Nelson also predicted that teams will be more aggressive with making brake changes. Though his car’s brakes made it 24 hours last year, they generally require at least one swap. Nelson believes that will happen anywhere between the sixth and 18th hour – but probably on the early end in a concept similar to short pitting in NASCAR.

“We’re hoping our brakes make it all the way and haven’t seen anything that told us they won’t,” Nelson said. “A few years ago, we were changing brakes on anything between 6 and 18 hours. If everybody had to change the brakes in past years and you’re the last to do it, you have the least amount of time to gain it back.”
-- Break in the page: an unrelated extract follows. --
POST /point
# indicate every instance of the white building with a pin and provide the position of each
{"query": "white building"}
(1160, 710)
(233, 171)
–Electric pit stops: Though it’s not IMSA-mandated, teams are using electric power only to enter and exit the pits for myriad reasons. The practice allows for a more efficient acceleration and deceleration that helps ensure hitting the speed limit. And it puts less strain on gearboxes that will be stressed over 24 hours.

–New tire strategies: With teams restricted to about a dozen fewer sets of tires, teams will be double-stinting for fuel only without opting for fresh rubber.
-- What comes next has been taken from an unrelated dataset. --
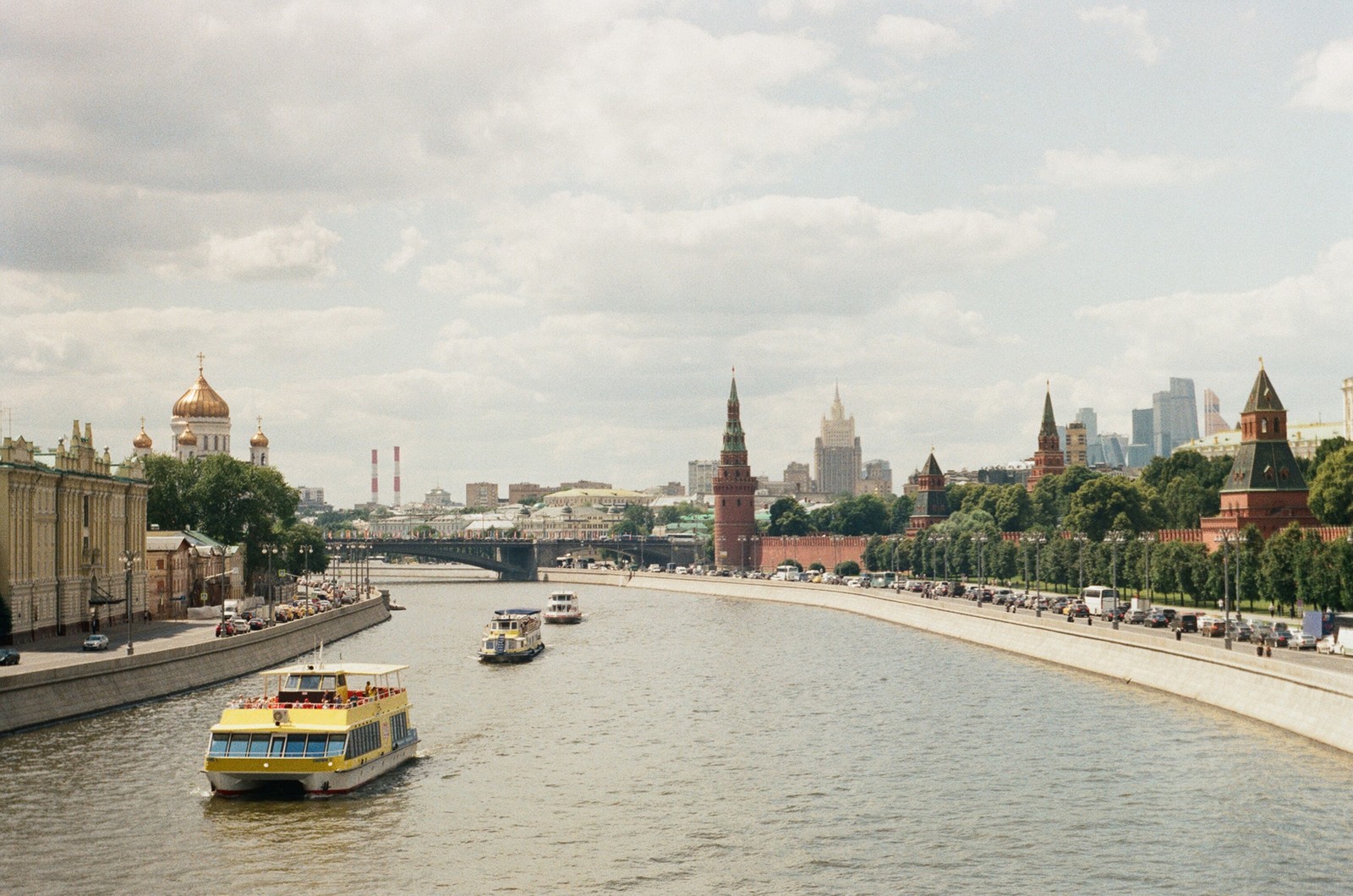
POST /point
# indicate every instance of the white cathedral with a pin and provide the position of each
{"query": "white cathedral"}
(200, 427)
Nelson said the Action Express Whelen Engineering team was planning to make its tire changes coincide with its driver changes (unlike the normal practice of changing tires on most pit stops).

–Three’s the magic number: More than half the GTP teams are employing a trio of drivers instead of the maximum four that has been popular with many teams in past years. Though Colton Herta is listed as the fourth driver on BMW’s two cars, the IndyCar star might only drive one.

The shift comes as Penske and Porsche plan to field full-time entries in the World Endurance Championship, which allows only three drivers per car.

–GTD battles: Mercedes dominated qualifying, but there have been charges of sandbagging by the Ferrari and Porsche GT favorites.

That isn’t the case with defending GTD Pro class winner Pfaff Motorsports, whose No. 9 Porsche struggled to make laps in practice.

Women in racing: Led by the all-female Iron Dames lineup, there will be several opportunities for women to reach the podium or take a class victory at the Rolex 24 at Daytona. Sports car ace Katherine Legge is teamed with Sheena Monk on the No. 66 for Gradient Racing.